Je suis sûr qu’il existe une montagne de littérature secondaire sur ce sujet, mais je n’ai fait aucun effort pour l’explorer. Pour ce que ça vaut, je n’ai jamais senti que les actions de Tom étaient motivées par sa sexualité. Autrement dit, il n’y avait aucune relation de cause à effet entre l’orientation sexuelle et le comportement criminel. En effet, l’une des premières scènes de Le talentueux M. Ripley montre Tom prétendant être un agent de l’IRS, incitant des contribuables sans méfiance à lui envoyer des chèques pour impôts impayés. Tom, cependant, n’a pas l’intention d’encaisser ces chèques. Il aime juste l’amusement. Ainsi, avant que toute tension homoérotique ne soit introduite, Tom est déjà établi comme un homme qui aime essayer d’autres identités comme s’il s’agissait de vêtements. En bref, Tom Ripley n’est – par exemple – rien comme Buffalo Bill de Le silence des agneaux, un homme dont les mauvais actes semblent une manifestation de son identité sexuelle.

(Le film de Minghella prend le sous-texte du livre et le rend textuel, de manière assez peu subtile. Ainsi, le film et le livre font des pièces très complémentaires).

Dans la mesure où Tom Ripley est considéré comme un personnage gay, le temps a probablement fait Le talentueux M. Ripley quelques faveurs. Lorsque Highsmith a publié cela pour la première fois en 1955, il n’y avait pas autant de portraits d’hommes et de femmes homosexuels dans la littérature qu’aujourd’hui. La plupart des représentations qui existaient manquaient de nuance ou de sympathie. Maintenant, cependant, les personnages homosexuels sont beaucoup plus répandus et ont pris de nombreuses dimensions différentes. Ils ont la même portée que les personnages hétérosexuels, c’est-à-dire que si certains sont bons, certains sont aussi mauvais, voire meurtriers (les romans de Sarah Waters viennent à l’esprit sur ce dernier point). En 1955, Ripley aurait pu se démarquer comme un stéréotype négatif ou un symbole malheureux. Aujourd’hui, il est plus facile de le voir comme un méchant qui se trouve être homosexuel.

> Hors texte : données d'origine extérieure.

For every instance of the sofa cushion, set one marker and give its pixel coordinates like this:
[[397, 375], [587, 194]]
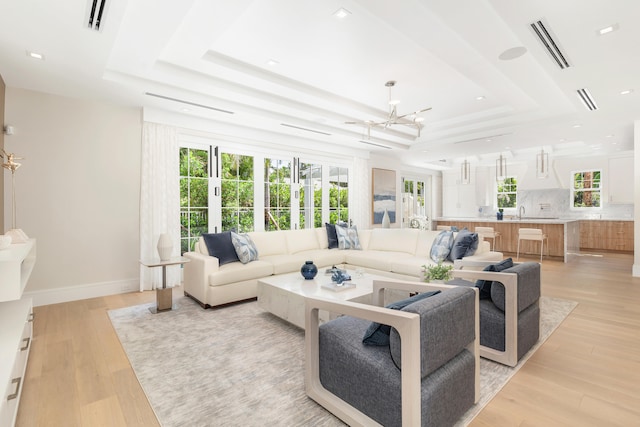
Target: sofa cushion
[[245, 248], [269, 242], [441, 246], [378, 334], [220, 246], [347, 237], [464, 244], [485, 285], [394, 240], [332, 237]]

Peu importe comment Tom est défini, il tient la page. En tant que leader, j’étais à ses côtés tout le temps, peu importe ce qu’il faisait. Je ne suis pas fier de l’admettre, mais je l’encourageais, de la même manière que j’encourage les cambrioleurs dans un film de braquage. Sauf dans Le talentueux M. Ripley, Tom joue à un jeu plus meurtrier. Dans n’importe quel autre univers, Tom serait probablement le grand méchant. Ici, il est le héros de la pièce, et l’acte magique de Highsmith était de m’amener à me soucier si profondément d’une personne qui ne se soucie pas du tout de quelqu’un d’autre.